Since she was recognised with an Oscar nomination and a Golden Globe for her performance in Mike Leigh's Secrets and Lies, she has made a further six films, none of them either very obvious or very visible. For Blethyn, however, they have
all been interesting and that's what matters.
Little Voice, although it has had mixed reviews, has the look of a movie that spawns further awards. Jim Cartwright wrote the part for Jane Horrocks, who claims (disingenuously, one suspects) to have been shy about having her talent for mimicry of the classic songstresses brought to the front of the stage. She has been less reticent, however, about expressing her views on Hollywood's suggestion that her part be given to Gwyneth Paltrow, and Blethyn's (LV's Mum) to Meryl Streep.
In this alternative cast, the Ewan MacGregor part (the only member of the company to follow the director from Brassed Off) is played by Brad Pitt, whose mother Blethyn played in A River Runs Through It. One suspects that the whole scenario is hype, but Blethyn is less willing to dismiss it.
''It would still have been a good film, but very different. Yes, Jane's part was written for her, but Mark has broadened the piece out. Ewan's is a much bigger part. And the cabaret scene, which is the climax on stage, only has its full impact on screen, because in theatre it has to be played in front of the tabs.''
Blethyn's screen presence has arrived in the third decade of her career. A job as an office worker and a failed marriage (to Mr Blethyn) behind her, at 27 she followed her interest in amateur dramatics to drama school in Guildford, where she is now on the board of governors.
She talks of the characters she has played on the large and small screens as friends (''Cynthia, in Secrets and Lies, was a loser in every department. Her generosity was her downfall''). They are personalities she has constructed in pursuit of her craft. Small wonder she was suited to Mike Leigh's meticulous working methods.

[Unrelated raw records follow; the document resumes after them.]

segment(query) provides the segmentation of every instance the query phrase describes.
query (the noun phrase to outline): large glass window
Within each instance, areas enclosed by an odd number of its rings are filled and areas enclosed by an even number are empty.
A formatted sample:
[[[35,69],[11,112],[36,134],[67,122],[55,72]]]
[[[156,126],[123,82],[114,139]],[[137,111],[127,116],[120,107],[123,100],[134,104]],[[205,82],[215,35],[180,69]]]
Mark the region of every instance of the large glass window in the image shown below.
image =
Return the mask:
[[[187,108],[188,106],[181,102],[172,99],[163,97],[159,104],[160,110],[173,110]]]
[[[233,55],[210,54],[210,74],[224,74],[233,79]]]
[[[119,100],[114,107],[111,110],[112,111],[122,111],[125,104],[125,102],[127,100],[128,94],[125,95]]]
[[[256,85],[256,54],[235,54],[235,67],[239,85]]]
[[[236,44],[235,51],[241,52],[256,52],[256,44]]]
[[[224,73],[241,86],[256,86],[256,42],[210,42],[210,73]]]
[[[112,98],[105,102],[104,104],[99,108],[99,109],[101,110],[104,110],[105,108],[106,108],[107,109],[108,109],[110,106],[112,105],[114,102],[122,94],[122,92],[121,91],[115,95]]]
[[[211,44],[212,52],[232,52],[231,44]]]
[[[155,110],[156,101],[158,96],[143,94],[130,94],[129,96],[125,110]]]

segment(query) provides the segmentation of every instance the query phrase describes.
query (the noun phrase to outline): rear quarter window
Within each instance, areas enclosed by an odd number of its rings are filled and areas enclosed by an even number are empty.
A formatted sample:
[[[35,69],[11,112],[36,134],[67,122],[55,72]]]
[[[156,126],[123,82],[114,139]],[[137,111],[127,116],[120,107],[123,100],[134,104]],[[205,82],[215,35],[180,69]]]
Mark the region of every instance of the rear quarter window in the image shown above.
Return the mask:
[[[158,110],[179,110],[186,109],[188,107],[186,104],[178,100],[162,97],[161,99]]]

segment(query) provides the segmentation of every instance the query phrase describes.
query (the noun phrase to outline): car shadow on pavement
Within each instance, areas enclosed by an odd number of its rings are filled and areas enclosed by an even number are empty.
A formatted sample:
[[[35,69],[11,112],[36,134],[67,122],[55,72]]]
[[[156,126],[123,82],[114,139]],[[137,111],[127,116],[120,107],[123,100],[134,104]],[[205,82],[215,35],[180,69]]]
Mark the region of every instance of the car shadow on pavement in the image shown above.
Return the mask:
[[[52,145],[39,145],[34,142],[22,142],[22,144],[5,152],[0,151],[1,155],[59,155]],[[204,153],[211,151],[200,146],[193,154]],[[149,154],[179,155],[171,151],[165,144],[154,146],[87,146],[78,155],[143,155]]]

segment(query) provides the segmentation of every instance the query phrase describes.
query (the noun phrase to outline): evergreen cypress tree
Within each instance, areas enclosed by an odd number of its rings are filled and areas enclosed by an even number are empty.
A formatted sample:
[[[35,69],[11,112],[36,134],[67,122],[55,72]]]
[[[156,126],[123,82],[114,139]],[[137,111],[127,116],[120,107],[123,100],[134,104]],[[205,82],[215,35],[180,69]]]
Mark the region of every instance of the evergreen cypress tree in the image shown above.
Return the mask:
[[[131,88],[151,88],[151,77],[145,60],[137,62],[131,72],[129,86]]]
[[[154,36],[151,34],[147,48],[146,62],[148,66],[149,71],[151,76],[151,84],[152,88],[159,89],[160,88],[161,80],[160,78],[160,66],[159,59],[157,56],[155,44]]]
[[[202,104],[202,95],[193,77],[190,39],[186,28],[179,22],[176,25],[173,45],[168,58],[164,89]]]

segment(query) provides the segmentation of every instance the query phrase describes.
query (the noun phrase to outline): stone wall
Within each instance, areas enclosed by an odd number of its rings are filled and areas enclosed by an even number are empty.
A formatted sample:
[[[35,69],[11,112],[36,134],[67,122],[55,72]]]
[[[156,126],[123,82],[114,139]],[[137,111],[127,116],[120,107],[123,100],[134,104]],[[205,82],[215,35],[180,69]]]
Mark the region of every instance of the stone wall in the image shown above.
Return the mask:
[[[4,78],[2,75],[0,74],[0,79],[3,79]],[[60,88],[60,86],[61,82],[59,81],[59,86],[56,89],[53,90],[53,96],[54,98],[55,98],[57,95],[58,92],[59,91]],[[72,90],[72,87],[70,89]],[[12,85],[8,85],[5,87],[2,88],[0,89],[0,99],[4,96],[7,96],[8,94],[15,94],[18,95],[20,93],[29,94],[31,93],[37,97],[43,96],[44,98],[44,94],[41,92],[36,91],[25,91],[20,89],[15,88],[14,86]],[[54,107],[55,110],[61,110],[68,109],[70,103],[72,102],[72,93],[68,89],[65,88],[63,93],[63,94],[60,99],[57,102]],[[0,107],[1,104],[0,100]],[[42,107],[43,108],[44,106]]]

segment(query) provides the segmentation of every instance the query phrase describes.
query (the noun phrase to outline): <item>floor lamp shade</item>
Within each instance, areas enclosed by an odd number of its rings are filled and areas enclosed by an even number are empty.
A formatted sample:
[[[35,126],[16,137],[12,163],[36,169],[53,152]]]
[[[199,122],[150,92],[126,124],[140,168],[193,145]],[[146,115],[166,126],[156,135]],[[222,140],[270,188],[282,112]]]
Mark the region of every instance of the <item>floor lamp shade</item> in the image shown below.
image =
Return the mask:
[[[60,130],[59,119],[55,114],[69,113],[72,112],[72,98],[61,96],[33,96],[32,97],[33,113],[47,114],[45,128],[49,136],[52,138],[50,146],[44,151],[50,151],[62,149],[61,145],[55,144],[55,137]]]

''The only real difference in what I do has been in the Mike Leigh film because of the way you arrive at it. You have to do your research. You have to find out how your character arrived at page one. With Mike Leigh you all invent that together.''
As others have observed, Brenda Blethyn is altogether lovelier in the flesh than she has ever appeared on screen, but, at 52, she is not simply realistic about the parts she is offered, but relishes the opportunities.
SHE says: ''I don't get offered glamorous parts. I'm asked to play ordinary women so there are a greater variety of roles. In fact, people have the same problems. Instead of worrying about who to leave the Rolls-Royce to, it's the Ford Anglia.''
It's an attitude that chimes well with a life-long Labour supporter who, refreshingly, takes no particular interest in individual policies because ''that's not her job''. When those policies impinge on her craft, however, she can be as outspoken as Marie Hoff in Little Voice.
''I had to have a grant to go to drama school, but the situation now is desperate for young people starting out. It is a terrible state of affairs.''
Blethyn does what she can by making a donation from her screen earnings to her old school to help subsidise places, but prefers the system in Australia where a further education grant is automatic and paid for by future taxation. That knowledge comes from time spent there filming The Winter Dark with former Troubleshooter Ray Barrett.
She's hoping to return there next year to make a biopic about pioneering photographer Julia Margaret Cameron with John Hurt as Alfred Lord Tennyson.
There is a lot of interest in Cameron at present (she is currently the subject of an important exhibition at the Art Institute of Chicago, of which more in Monday's Herald Arts) and it is one of those projects that is dear to Blethyn's heart. The Bard and Branagh will just have to wait.
n Little Voice is on general release.